Aifa believes a product levy to cover Financial Services Compensation Scheme costs is not politically viable and is wary about the extra short-term costs of moving to other pre-funded models.
The FSA is expected to consult on a review of FSCS funding in the first half of this year. Last week, FSCS chief executive Mark Neale argued reform should focus on reducing unpredictability for firms, potentially through pre-funding or through introducing a risk-based element to the scheme.
Aifa director Robert Sinclair warns pre-funding through building up a big reserve would lead to higher costs for firms who would be paying for current and future claims at the same time.

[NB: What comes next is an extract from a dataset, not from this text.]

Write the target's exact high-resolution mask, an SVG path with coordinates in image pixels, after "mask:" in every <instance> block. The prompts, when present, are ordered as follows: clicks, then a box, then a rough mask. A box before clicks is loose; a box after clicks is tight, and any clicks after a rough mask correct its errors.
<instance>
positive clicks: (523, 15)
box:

He says: “Building up a significant fund would mean a succession of years of paying in. That just sucks capital out of firms.
“While we understand the attraction of pre-funding, from a risk and regulatory perspective, it is something we have to think very carefully about.”

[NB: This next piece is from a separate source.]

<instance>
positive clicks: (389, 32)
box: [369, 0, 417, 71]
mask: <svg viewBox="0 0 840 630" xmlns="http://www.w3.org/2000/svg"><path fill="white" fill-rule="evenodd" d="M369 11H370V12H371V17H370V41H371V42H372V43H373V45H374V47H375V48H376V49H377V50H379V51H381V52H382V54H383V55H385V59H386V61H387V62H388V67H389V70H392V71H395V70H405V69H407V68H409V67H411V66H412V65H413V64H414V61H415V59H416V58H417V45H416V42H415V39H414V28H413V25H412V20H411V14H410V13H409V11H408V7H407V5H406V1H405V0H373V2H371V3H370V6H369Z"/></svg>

Aifa’s preferred funding model would be to calculate firms’ liability based on risk. Last year, Aifa proposed creating a new professional adviser FSCS sub-class so advisers would not be exposed to the failings of stockbrokers or firms such as Keydata.
Sinclair says a product levy, the funding option that is favoured by many advisers, is unlikely to gain political traction.
Last year, Neale warned that a product levy was “a tax on consumers”.
Sinclair says: “Any acceptance in the UK for a product levy would be very much aligned to a financial transaction tax. Therefore, I think that is unlikely to see the light of day.”